То, что Касильдо в предыдущей главе собирался сотворить с мерзавкой Агатой, не идёт ни в какое сравнение с тем, что майор Серебряков теперь хотел бы сделать с самим Касильдо. И, клянусь мамой, сделал бы, потому что как раз направлялся по долине вниз, к посту, где должен был находиться сукин кот Касильдо, где тот должен был расхаживать взад-вперёд вдоль своей дурацкой “полосатый палка” – шлагбаума, ‑ жмурясь от удовольствия при мысли об изрядной пачке долларов, полученных пару часов назад лично от Серебрякова, таких зеленовато-серых, с портретами всяких башковитых norteamericanos, таких свёрнутых в аккуратную трубочку блёклых серьёзных денег. И что? Какое же, трррахтарарах, удовольствие этот подонок доставил за эти доллары лично майору Серебрякову, которому, конечно, в его многотрудной жизни от многих нехороших людей преизрядно доставалось, но за такого крутого и однозначного лоха его покамест никто не держал…

А?..

Справа от майора Серебрякова сидел живой и невредимый Эриберто Акока. Этого Акоку – живого и невредимого – дон Фелипе Ольварра вручил Серебрякову обратно после нескольких часов бесплодных переговоров на предмет чейнджа, который предлагал ему Серебряков: Ольварре, дескать, – Акоку, майору – Агату. Дело изначально хорошее, сказал Ольварра. Даже удивляюсь, как это гринго мог додуматься до этакой тонкой штуки. Это же надо: заставить моего врага самого сюда приехать, чтобы тот мог получить всё, что ему причитается. То есть ну почти преподнес голову врага на медном блюде. Нет, должно быть, у тебя были в роду какие-нибудь маньянцы.
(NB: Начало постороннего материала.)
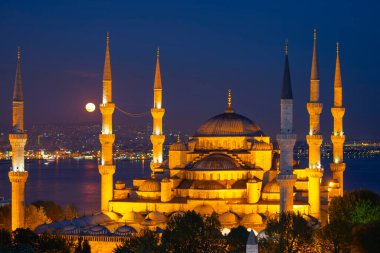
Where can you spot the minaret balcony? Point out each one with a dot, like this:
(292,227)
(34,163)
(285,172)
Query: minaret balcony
(107,108)
(314,108)
(18,176)
(338,112)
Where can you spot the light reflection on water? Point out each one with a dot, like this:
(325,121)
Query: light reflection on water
(78,181)
(70,181)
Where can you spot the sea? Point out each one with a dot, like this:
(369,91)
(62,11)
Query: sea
(77,182)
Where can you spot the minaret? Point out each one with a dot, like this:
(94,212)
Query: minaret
(157,138)
(314,139)
(107,167)
(17,138)
(286,140)
(338,137)
(252,245)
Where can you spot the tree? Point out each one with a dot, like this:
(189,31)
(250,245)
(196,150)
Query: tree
(48,243)
(35,216)
(237,239)
(53,210)
(5,240)
(145,242)
(70,211)
(5,217)
(193,233)
(350,217)
(86,247)
(289,233)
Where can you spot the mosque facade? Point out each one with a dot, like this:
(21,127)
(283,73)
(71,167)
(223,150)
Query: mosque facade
(228,167)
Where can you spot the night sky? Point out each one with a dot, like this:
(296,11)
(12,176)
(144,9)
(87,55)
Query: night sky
(206,48)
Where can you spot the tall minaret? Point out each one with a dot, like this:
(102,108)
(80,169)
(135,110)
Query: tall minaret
(337,137)
(314,139)
(286,140)
(157,138)
(17,138)
(107,167)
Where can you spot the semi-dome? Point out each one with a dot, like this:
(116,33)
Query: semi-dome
(228,219)
(131,217)
(124,231)
(97,230)
(251,219)
(178,146)
(217,162)
(208,185)
(228,124)
(156,217)
(204,209)
(272,187)
(150,185)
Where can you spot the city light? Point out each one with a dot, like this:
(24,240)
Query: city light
(90,107)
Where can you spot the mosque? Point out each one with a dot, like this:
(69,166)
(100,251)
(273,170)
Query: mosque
(229,166)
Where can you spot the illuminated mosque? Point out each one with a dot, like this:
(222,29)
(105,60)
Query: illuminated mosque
(229,166)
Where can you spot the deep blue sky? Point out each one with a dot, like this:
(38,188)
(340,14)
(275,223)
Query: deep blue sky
(206,48)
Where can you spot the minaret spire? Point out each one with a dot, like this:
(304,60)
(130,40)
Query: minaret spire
(286,92)
(17,139)
(314,139)
(314,65)
(157,75)
(107,75)
(107,167)
(17,90)
(286,140)
(157,138)
(338,138)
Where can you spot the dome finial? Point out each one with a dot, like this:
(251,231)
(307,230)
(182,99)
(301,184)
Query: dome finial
(229,102)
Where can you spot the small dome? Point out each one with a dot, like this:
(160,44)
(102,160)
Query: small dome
(208,185)
(124,231)
(156,217)
(112,215)
(71,230)
(229,124)
(217,162)
(96,219)
(228,219)
(272,187)
(178,146)
(204,209)
(119,185)
(261,145)
(150,185)
(97,230)
(131,217)
(251,219)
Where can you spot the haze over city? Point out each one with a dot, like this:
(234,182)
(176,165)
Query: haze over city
(206,48)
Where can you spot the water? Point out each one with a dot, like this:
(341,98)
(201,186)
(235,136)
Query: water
(78,181)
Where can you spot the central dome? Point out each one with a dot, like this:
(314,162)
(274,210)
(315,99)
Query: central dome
(228,124)
(216,162)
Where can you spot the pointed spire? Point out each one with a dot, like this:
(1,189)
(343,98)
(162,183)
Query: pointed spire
(107,76)
(157,76)
(17,90)
(252,238)
(314,66)
(229,102)
(338,77)
(286,92)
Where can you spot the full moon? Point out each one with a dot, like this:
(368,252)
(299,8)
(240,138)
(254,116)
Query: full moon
(90,107)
И всё прошло бы на ура. Но есть две проблемы. Первая проблема – вот какая: мне тоже нужна эта девушка. И так нужна, что даже нужнее, чем этот мелкий подлый предатель. А во-вторых, как оказалось при внимательном рассмотрении всех деталей, никакой он не враг, а вполне лояльный сотрудник, просто его подставил один негодяй, который теперь несколькими отдельными кусками гниёт в могиле. И единственная теперь передо мной вина твоего Акоки – в том, что он от меня сбежал, не дождавшись справедливого разрешения дурацкой ситуации. Так что забирай своего Акоку к дьяволу назад со всеми потрохами. Даже – вот – вещички твоего Акоки, которые у него были отобраны ещё в тот раз, когда его без штанов посадили в подвал, откуда он неисповедимыми путями сумел как-то выбраться. Вот его штаны, вон его кошелёк с деньгами, вот его мобильный телефон, вот его какие-то дурацкие бумаги. Забирай всё. До свиданья. Приходи, когда твоё начальство решит вопрос с Бермудесом.

Три часа Серебряков источал из себя такое красноречие, будто пытался уговорить мать-настоятельницу Оаксаканского женского монастыря имени Святой Елены трахнуться “паровозиком” на кафедре собора Сан-Фелипе в Керетамаро – том самом соборе, которому Ольварра некоторое время назад пожертвовал десять тысяч песо за то, что его святой покровитель избавил его от не в меру настырного комиссара Посседы.

Ольварра в ответ исходил маньянскими любезностями, требовал записать его в вечные друзья красноречивого майора, в главном же оставался непреклонен, как сразу целых сто матерей-настоятельниц, как гранитная скала посреди тихого озера, как истинно влюблённый старикан, всю жизнь привыкший беспрекословно получать всё, на что ложился его лукавый прищуренный глаз.

Кончилось всё это тем, что Серебряков плюнул, взял за шиворот Акоку, который до сих пор ничего не мог понять, и пошёл к своей “мазде”. Садясь в машину, он с досады так приложил бедолагу Эриберто лбом к верхней части дверцы, что тот и вовсе впал в какой-то полутранс и сидел теперь, прислонясь башкой к боковому стеклу, бессмысленно тараща пустые глаза в надвигающуюся темнотищу.

Отъехав от дома Тихого Дона с километр, Серебряков остановился посреди дороги и с минуту размышлял. Затем он полез в пакет, куда слуга-индеец сложил акокины вещи, и достал оттуда телефон. Повернув шпенёк, он с удовлетворением обнаружил, что телефон работает.

– Слушаю, – ответили ему по-русски.

Номер был исключительно для своих. Слышимость была идеальной.